“Non c’è nessun accordo, nessuna delibera dei due cda di Cassa Depositi e Prestiti, siamo al punto di partenza”. È la scoperta di Nicola Lodi annunciata ieri (giovedì) pomeriggio davanti al Palaspecchi, a poche ore dall’incontro milanese con Paola Delmonte, direttrice responsabile social housing del fondo Cdp coinvolto nel progetto di riqualificazione dell’ex direzionale di via Beethoven.
“Il colloquio è durato una mezz’oretta – racconta il responsabile sicurezza della Lega Nord di Ferrara –. All’inizio la Delmonte si è rifiutata di riceverci, abbiamo aspettato oltre un’ora e minacciato di incatenarci. Alla fine ci ha fatti salire scortati dalla polizia”.
Dalla discussione sono uscite dichiarazioni definite dal leghista “sconcertanti”. “Tagliani dice solo balle: non c’è nessun semaforo verde ma, anzi, due semafori rossi. Probabilmente ha avuto fretta di annunciare l’ok perché ha paura dei cittadini quando scendono in piazza”.
Ma “ora la verità viene a galla”: “Il progetto è fermo perché la Cdp sta analizzando le problematiche economiche e legali di Parnasi e Vittadello – spiega Lodi -. Con questo stop siamo al punto di partenza di un anno fa. Nutriamo seri dubbi che questo progetto vada in porto”.

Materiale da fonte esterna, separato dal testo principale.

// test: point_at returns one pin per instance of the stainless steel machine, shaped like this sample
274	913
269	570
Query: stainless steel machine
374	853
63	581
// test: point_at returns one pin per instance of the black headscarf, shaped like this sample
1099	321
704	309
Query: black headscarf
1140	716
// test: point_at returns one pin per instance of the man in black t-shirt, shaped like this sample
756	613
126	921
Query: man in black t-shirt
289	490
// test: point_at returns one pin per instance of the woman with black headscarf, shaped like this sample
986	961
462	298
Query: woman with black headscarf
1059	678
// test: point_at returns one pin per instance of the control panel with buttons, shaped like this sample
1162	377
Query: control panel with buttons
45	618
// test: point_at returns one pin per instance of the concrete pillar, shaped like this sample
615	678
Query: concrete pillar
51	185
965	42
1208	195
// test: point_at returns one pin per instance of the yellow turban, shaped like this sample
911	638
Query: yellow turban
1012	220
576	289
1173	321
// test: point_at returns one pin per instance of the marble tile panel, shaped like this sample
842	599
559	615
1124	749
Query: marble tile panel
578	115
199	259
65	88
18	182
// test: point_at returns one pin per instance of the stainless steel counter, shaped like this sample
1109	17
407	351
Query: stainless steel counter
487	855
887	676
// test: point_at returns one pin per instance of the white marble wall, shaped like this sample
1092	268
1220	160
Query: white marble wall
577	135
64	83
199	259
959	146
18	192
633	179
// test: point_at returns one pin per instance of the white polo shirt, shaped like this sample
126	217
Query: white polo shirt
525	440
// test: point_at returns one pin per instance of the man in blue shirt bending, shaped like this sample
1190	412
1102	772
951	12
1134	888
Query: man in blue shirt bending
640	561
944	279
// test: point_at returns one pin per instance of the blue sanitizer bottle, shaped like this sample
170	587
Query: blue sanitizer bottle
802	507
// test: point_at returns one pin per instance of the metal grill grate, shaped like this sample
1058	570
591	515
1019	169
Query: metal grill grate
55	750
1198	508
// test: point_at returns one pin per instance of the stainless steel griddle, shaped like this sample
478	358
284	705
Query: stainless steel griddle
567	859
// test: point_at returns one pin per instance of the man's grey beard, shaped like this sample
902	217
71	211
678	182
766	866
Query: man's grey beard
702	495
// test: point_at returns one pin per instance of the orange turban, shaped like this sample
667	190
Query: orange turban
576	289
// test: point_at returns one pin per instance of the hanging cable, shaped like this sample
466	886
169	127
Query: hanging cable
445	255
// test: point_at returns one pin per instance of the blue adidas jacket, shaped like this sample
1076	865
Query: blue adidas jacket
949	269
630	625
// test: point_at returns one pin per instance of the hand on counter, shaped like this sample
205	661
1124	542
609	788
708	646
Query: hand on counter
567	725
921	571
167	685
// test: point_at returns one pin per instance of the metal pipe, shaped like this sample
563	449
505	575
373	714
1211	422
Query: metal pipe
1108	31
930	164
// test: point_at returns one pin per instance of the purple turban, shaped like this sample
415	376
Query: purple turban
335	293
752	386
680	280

E allora si torna a chiedere l’abbattimento. Un’opzione che, però, non è proprio contemplata. “Il Cdp non è intenzionato a demolire ma, anzi, sminuisce la situazione di degrado dell’area. La Delmonte ha visitato l’immobile la settimana scorsa ma si è fermata all’esterno, tanto che ha detto, cito testualmente: ‘Al Palaspecchi non ho visto e dubito che ci siano inquilini abusivi’. La smentiscono i fatti, oggi sono stati identificati due abusivi”.
Dubbi anche sulle tempistiche: “La Delmonte parla al futuro e dice di prendere in considerazione ogni segnalazione ma non fa sapere i tempi. Questa operazione parte già fallimentare – dichiara Lodi -. E’ un palazzo nato con la mafia”.

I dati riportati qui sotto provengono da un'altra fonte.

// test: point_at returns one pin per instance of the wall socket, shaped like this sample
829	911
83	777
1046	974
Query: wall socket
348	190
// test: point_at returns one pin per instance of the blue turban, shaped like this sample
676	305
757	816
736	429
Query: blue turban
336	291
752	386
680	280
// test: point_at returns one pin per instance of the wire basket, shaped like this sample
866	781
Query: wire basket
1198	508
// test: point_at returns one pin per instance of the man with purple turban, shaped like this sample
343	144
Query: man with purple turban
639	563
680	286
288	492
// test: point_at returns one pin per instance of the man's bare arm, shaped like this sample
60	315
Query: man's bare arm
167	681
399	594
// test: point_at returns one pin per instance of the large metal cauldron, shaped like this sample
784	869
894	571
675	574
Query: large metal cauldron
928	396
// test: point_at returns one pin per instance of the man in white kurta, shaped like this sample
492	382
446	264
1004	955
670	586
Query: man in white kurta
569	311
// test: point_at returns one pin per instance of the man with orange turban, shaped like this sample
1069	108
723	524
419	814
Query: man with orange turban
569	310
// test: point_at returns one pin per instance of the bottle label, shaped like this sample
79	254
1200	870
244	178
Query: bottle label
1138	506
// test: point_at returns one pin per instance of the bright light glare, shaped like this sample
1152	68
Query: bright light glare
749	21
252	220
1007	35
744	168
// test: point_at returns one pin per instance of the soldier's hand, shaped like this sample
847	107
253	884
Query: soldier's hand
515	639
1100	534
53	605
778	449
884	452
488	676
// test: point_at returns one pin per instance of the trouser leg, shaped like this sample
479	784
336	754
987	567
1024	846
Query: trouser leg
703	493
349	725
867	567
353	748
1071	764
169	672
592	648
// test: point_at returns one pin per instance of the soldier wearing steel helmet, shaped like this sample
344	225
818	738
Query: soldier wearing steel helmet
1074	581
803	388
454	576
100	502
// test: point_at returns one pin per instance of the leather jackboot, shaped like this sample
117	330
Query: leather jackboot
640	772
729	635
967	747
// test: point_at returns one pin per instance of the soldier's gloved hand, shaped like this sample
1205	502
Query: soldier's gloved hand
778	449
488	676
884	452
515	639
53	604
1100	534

Emiliano De Angelis, presidente dell’associazione Riprendiamoci Ferrara
La Lega propone quindi un’altra soluzione drastica: il pignoramento. “Il Comune può e deve pignorare il palazzo con Equitalia e, quando l’asta andrà a vuoto, rientrerà del bene da fare abbattere con un milione e 300mila euro”. Una visione un po’ troppo semplicistica di come funziona realmente il procedimento amministrativo.
Vengono tirate fuori anche proposte ‘alternative’ fuori contesto: “Se Tagliani non riesce a farsi dare i 4 milioni che Parnasi deve al Comune per l’Imu arretrato del suo palazzo-bancomat, allora dia meno soldi a Camelot e vengano loro a pulire la feccia di 30 anni”. Cosa c’entri la cooperativa che gestisce l’accoglienza in città non è ben chiaro.
“Non molliamo la presa: ci opporremmo fino all’ultimo e continueremo a puntare i piedi contro la realizzazione di un Palaspecchi 2” annuncia Lodi ai residenti presenti, a cui dice che “dovete tenervi i topi in casa ancora per un po’”.
Presenti anche i responsabili della neonata associazione Riprendiamoci Ferrara: “Appoggiamo l’idea di Lodi e combattiamo insieme a lui per far buttare giù questa mostruosità. Non è possibile rimetterlo a posto, è da 20 anni che è sott’acqua” commenta il presidente Emiliano De Angelis, affiancato dal direttivo composto da Mirko Farina, Lorenzo Teodori e Marco Moretti.